We shall talk more about confidence intervals later. For now let us see how R got the poit estimate 16. It used the so-called Hodges-Lehman formula, that we have seen in the theoretical class. To see how this method works we shall first form the following "differecne table"
```
| 23 31 46
------------
37| 14  6 -9
49| 26 18  3
55| 32 24  9
57| 34 26 11

```
Here the rows are headed by the first sample, and coumns by the second sa,mple. Each entry is obtained by subtracting the column heading from the row heading (e.g., -9 = 37-46).

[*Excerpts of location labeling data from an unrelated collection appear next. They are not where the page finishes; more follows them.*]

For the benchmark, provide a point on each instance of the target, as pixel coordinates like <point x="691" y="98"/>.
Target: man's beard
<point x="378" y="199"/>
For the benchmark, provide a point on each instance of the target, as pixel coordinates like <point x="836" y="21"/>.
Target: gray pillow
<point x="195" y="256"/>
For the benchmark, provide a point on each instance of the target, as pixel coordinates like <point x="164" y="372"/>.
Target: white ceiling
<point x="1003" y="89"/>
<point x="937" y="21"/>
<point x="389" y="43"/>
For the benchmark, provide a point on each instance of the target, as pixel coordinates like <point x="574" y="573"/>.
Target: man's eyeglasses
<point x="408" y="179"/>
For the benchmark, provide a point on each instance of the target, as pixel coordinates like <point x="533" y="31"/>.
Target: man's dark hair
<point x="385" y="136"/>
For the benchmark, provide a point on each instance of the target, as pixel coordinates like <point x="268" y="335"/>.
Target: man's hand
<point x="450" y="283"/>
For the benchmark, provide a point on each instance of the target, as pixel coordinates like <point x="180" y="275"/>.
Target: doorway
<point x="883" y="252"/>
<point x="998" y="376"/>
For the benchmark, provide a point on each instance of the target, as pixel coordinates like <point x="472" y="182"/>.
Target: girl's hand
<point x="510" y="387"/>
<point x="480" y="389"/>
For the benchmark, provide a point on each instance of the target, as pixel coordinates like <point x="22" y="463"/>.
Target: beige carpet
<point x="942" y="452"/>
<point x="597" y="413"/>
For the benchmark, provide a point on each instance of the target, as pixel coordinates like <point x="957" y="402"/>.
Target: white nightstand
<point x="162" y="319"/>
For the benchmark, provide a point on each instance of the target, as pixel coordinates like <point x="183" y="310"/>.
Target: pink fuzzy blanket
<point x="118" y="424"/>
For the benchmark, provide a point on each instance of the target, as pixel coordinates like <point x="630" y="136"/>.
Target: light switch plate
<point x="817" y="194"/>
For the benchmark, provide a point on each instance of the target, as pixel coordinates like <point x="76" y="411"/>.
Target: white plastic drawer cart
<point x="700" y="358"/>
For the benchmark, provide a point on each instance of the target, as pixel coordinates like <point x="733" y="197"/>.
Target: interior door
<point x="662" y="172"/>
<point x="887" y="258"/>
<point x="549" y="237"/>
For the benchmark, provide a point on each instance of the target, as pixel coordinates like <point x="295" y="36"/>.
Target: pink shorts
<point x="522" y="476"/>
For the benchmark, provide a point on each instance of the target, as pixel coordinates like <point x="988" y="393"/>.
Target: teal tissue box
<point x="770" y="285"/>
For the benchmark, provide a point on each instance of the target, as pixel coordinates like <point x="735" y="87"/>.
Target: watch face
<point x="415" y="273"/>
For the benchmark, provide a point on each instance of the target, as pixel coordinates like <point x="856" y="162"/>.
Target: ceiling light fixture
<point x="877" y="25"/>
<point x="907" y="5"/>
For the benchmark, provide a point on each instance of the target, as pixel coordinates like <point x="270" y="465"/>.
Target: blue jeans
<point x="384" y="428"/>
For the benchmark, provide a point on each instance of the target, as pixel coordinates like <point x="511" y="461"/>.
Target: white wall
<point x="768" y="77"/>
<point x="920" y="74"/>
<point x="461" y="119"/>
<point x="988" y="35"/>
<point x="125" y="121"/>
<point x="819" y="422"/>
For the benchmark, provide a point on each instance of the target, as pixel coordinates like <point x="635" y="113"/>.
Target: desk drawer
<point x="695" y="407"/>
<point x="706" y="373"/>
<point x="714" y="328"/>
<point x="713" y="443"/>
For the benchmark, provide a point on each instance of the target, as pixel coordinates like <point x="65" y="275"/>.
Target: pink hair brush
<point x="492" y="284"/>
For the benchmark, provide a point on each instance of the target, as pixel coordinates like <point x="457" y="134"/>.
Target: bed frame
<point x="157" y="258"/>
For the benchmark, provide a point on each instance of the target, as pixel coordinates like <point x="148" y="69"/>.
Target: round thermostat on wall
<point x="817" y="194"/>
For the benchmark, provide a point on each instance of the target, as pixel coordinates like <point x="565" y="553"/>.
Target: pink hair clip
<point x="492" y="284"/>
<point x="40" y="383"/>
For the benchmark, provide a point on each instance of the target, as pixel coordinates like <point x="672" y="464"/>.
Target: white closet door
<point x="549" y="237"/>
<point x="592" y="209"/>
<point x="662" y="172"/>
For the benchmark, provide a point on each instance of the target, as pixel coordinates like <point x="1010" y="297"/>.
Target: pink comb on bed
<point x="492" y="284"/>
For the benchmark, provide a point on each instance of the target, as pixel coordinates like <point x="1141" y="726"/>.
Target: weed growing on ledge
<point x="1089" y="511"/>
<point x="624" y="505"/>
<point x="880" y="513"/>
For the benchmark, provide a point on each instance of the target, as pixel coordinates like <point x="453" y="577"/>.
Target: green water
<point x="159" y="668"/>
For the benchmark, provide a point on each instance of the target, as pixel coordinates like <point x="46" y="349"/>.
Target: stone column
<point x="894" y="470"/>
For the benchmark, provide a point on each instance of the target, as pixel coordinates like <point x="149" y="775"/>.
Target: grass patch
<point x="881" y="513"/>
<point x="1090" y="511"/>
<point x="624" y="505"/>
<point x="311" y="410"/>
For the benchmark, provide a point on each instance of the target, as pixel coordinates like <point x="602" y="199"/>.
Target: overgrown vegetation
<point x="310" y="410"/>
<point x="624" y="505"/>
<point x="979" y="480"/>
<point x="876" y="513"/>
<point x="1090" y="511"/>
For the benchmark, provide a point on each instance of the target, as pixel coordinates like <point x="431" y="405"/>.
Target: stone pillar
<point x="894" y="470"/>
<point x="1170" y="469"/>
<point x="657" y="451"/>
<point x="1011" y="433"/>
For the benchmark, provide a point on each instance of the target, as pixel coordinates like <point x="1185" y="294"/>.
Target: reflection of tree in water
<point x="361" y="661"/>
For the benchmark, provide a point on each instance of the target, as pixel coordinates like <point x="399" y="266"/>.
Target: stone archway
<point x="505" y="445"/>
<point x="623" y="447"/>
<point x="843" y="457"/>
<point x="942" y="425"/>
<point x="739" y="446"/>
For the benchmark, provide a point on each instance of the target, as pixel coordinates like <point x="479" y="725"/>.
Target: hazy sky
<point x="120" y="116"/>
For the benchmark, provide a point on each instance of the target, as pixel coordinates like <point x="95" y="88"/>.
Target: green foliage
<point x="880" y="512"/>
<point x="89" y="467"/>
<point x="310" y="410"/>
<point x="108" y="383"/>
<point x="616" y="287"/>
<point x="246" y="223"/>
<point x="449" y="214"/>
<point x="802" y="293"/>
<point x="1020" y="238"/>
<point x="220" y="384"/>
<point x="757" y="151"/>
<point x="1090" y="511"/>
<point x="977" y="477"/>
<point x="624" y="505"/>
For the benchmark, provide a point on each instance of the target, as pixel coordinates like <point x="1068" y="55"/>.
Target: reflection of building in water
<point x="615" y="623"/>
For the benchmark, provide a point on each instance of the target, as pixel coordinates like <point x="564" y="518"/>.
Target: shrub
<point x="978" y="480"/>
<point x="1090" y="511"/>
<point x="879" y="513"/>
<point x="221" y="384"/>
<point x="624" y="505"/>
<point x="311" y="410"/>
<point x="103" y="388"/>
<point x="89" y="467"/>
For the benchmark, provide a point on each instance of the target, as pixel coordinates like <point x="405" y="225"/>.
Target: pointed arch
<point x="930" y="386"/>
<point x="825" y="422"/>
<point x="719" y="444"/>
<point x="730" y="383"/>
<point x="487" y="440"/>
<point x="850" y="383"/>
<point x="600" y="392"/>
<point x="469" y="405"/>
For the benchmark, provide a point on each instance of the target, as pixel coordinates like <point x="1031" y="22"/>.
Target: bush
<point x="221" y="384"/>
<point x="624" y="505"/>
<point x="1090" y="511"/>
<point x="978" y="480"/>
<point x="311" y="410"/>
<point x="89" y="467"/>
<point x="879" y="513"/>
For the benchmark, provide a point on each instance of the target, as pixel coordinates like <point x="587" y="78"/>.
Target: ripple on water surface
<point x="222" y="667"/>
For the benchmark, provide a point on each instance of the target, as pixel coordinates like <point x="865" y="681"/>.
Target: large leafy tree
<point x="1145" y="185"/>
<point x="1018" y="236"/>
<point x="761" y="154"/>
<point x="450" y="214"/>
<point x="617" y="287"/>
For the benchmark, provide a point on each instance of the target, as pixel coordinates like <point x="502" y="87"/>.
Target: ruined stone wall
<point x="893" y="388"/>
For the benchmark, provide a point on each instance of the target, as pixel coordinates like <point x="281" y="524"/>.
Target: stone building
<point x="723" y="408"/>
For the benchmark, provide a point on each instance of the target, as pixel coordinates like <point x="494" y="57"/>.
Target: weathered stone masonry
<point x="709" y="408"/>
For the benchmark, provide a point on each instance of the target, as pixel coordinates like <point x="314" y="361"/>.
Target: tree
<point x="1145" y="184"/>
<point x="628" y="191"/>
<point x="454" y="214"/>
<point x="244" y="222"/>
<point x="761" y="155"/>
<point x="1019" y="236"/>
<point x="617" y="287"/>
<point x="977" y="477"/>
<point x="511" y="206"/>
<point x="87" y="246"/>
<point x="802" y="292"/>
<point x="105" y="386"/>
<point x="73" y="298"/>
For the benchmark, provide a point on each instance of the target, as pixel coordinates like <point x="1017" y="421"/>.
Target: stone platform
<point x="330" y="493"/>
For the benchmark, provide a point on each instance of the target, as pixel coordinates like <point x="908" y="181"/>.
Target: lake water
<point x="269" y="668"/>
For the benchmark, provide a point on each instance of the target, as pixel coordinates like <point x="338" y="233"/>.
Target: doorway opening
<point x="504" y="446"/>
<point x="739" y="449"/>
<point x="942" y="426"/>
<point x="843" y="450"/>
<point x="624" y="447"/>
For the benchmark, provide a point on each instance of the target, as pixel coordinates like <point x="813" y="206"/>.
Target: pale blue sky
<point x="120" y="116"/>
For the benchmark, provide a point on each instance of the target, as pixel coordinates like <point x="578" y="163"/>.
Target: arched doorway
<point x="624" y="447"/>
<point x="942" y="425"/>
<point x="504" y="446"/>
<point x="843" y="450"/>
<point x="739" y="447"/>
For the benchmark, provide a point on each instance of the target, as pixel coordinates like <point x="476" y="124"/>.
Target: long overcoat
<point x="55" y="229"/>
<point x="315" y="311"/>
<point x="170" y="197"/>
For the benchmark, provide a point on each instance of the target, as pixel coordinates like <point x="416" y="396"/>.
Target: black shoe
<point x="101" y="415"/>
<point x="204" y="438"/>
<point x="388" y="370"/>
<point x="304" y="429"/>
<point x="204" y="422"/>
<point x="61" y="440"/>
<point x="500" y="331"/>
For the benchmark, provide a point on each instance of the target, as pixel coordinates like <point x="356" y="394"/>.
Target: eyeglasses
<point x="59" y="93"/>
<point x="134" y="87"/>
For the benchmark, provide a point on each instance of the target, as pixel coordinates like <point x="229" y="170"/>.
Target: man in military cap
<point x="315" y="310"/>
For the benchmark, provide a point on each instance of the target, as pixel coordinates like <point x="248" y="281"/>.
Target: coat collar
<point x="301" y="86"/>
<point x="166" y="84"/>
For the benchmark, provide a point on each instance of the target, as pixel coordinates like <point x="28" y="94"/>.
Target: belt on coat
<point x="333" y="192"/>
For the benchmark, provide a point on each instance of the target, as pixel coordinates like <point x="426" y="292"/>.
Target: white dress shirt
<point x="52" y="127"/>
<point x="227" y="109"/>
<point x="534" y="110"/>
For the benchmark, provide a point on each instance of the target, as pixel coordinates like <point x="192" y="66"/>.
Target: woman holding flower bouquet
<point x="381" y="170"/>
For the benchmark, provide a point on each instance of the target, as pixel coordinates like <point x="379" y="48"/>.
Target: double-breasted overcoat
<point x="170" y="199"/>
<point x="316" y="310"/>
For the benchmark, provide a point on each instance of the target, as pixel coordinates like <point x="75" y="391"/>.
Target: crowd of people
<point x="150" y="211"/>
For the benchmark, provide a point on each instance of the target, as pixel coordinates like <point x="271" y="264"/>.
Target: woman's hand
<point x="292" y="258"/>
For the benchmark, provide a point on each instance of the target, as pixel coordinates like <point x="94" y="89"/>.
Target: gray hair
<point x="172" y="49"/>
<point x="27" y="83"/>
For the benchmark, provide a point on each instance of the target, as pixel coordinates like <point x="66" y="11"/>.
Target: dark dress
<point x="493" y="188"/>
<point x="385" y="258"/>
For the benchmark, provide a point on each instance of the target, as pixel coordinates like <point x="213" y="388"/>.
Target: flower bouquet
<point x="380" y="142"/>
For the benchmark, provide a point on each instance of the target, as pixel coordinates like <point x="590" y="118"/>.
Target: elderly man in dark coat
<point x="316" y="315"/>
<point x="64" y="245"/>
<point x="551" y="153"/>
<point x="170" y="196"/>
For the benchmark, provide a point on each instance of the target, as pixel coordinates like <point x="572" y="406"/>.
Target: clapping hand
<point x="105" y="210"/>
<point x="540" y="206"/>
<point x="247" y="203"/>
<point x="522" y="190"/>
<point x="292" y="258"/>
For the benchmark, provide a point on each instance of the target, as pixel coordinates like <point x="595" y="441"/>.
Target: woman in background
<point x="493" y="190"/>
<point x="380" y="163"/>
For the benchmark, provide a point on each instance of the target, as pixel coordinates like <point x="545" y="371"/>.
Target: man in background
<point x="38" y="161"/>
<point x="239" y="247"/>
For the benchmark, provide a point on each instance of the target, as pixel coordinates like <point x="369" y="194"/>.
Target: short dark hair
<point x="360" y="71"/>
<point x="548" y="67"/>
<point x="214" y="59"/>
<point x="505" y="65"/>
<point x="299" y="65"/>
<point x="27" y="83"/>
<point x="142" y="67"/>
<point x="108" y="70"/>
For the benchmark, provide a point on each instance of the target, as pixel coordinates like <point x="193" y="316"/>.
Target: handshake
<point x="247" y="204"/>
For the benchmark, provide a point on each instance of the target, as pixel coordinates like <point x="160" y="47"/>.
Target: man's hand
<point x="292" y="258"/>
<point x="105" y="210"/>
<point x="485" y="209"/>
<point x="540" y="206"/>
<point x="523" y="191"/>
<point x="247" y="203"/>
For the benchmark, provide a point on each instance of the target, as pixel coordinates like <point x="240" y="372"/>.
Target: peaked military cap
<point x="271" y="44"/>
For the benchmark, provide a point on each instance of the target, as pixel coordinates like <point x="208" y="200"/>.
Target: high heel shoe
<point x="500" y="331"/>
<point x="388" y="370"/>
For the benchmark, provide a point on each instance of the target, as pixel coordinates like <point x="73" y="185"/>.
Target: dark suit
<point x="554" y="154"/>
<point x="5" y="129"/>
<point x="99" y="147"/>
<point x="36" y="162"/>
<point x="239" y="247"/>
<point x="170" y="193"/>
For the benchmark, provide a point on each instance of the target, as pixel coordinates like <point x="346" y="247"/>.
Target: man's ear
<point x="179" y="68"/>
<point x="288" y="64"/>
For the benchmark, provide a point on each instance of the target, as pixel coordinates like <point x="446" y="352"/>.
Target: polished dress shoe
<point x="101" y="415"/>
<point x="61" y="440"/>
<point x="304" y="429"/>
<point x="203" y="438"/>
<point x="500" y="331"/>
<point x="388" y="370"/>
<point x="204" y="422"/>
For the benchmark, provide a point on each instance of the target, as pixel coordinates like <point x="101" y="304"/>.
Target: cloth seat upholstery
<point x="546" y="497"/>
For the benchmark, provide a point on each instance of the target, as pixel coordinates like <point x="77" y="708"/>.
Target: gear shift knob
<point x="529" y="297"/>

This table, by the way, can be created very easily with the function `outer`.
```outer(x,y,"-")
```
The `outer` function is a very useful (and somewhat tricky!) tool in R. It takes two vectors x, and y, say, and some function f(x,y). Then it computes a matrix where the (i,j)-th entry is
 f(x[i],y[j]).
Now we take the median of all the entries in the table:
```median(outer(x,y,"-"))
```
This gives us the Hodges-Lehman estimate of the location shift.